Data Augmentation for Object Detection via Progressive and Selective Instance-Switching
We proposed a simple yet effective data augmentation for object detection, whose core is a progressive and selective instance-switching (PSIS) method for synthetic image generation. The proposed PSIS as data augmentation for object detection benefits several merits, i.e., increase of diversity of samples, keep of contextual coherence in the original images, no requirement of external datasets, and consideration of instance balance and class importance. Experimental results demonstrate the effectiveness of our PSIS against the existing data augmentation, including horizontal flipping and training time augmentation for FPN, segmentation masks and training time augmentation for Mask R-CNN, multi-scale training strategy for SNIPER, and Context-DA for BlitzNet.
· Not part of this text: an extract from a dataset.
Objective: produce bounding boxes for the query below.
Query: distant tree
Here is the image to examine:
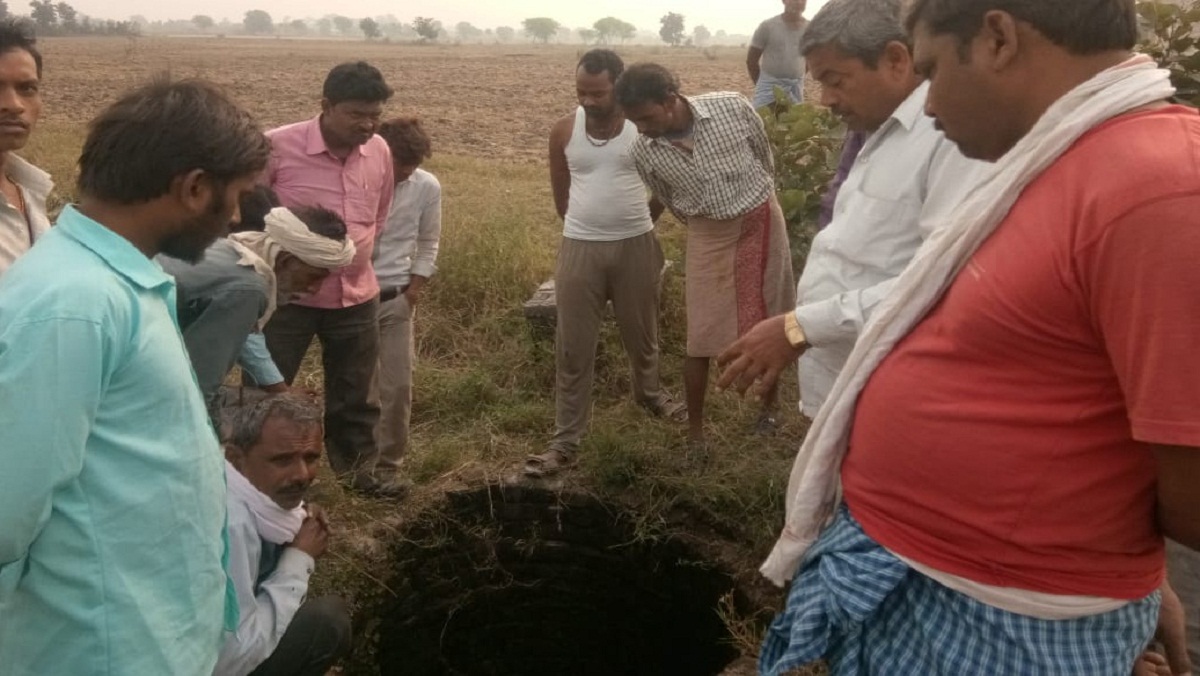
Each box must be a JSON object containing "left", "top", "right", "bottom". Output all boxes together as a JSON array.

The experiments are conducted on the challenging MS COCO benchmark, and results demonstrate our PSIS brings clear improvement over various state-of-the-art detectors
- OS: Linux 16.02
- GPU: TiTan 1080 Ti
- CUDA: version 8.0
- CUDNN: version 5.1
Slight changes may not results instabilities
In this part, we provide the code for synthetic image generation by taking MS COCO 2017 training set as benchmark. We first generate the instance masks for the images in the training set. Then we use the methods describe in Section 3.1 in the paper to generate the quadruple. At last, depending on the quadruple, we generate the synthetic images by switching the instance.
Use the code extract_mask.m
to generate instance mask for the images in MS COCO 2017 training dataset.
Use the code extract_annotation_pair.py
to generate quadruple for each category which satisfy the conditions. The ouput quadruple will saved in a txt file. We also provide the Omega_uni, Omega_equ and Omega_aug in dataset
which follow the instance distribution in the paper.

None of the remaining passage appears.